The ADCC performance status seems to depend on individual-related characteristics [28] such as FcγR polymorfisms [28, 29], as well as the relative frequency of FcγR (CD16+)CD3+ vs CD56+CD3- NK subpopulations [[29] and our unpublished data], rather than on the individual trastuzumab pharmacokinetics [29].

Whatever the mechanisms that determine an effective ADCC response in trastuzumab- responsive patients, this was confined in our study to the early observation period.

Longer evaluation of the response to trastuzumab, in terms of progression-free survival after twelve months showed a strong correlation with the levels of NK activity only. By this time 75% of patients with low NK activity had relapsed, whereas the same percentage of those with high NK activity were still progression-free. By contrast, 50% of patients who had progressed after twelve months could not been distinguished through their ability to perform ADCC in vitro. This suggests that NK cells can protect against breast cancer progression in an antibody-independent fashion, a likely mechanism being targeting of immunoedited MHC class I defective tumor cells [30].

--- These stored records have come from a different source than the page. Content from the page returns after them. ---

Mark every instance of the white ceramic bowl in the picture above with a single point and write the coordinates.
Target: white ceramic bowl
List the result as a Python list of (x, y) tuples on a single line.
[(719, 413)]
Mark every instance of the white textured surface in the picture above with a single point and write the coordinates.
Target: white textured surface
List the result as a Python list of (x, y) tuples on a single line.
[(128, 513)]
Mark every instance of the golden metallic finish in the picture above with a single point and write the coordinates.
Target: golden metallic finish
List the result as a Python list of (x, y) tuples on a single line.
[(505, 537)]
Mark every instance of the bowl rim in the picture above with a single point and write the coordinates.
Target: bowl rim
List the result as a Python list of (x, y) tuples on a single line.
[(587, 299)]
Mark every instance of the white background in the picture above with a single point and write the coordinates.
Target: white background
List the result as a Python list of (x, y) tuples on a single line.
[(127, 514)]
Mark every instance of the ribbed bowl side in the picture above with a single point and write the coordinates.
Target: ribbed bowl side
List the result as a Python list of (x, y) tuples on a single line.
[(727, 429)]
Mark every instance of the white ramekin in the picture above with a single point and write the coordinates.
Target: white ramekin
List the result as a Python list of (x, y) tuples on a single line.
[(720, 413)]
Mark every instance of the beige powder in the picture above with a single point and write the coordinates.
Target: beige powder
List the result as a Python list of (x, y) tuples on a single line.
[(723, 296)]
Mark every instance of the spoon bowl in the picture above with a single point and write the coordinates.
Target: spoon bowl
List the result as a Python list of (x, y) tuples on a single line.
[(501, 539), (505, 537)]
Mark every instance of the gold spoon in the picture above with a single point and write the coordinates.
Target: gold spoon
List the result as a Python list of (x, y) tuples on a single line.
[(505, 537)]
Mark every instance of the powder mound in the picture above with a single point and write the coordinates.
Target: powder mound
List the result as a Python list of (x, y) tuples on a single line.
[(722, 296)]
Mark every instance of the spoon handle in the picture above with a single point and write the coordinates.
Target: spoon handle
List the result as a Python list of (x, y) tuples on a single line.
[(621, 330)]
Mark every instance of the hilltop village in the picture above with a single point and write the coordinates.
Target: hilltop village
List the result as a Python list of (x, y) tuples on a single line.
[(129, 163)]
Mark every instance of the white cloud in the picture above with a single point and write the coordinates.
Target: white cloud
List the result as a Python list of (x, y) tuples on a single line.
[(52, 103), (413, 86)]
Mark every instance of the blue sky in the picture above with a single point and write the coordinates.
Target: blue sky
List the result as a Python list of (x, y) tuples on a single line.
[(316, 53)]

Taken as a whole, our data show that the efficiency of the NK system may be a hallmark of responsiveness to trastuzumab and suggest that breast cancer patients eligible for its administration may benefit from enhancement of this system in vivo. This includes combination therapy with trastuzumab and immunomodulatory agents or construction of bispecific antibodies targeting HER2 and CD16 [31] The first approach seems the more feasible. The fact that in vivo NK cell expansion and increased in vitro ADCC by IL-2 [20] or IL-12 [26, 27] did not result in evident clinical benefits may merely mean that optimal combination of NK stimulators has still be found. A NK stimulation threshold, represented by a combination of IL-2 and IL-12 activates both the ADCC function and release of the antitumor cytokines and chemokines and is prone to be applied to clinical models [32]. IL-21 is also a promising NK stimulator, since it enhanced the effects of cetuximab in a murine tumor model and the human NK cell response to Ab-coated targets [33]. Once the mechanisms of ADCC function and the populations involved are characterized adoptive transfer of ex-vivo expanded purified ADCC effectors could be envisaged.

Conclusion

Our finding that only patients who respond to trastuzumab after a six month observation have normal levels of NK and ADCC activities point to an important contribution of the host NK competence to the clinical response. The observation that longer (12 months) protection against tumor expansion is only associated with classical NK activity suggests that NK-associated mechanisms other than ADCC. are involved in long-term trastuzumab activity. A better prediction of trastuzumab response in individual patients may derive from the understanding of these mechanisms.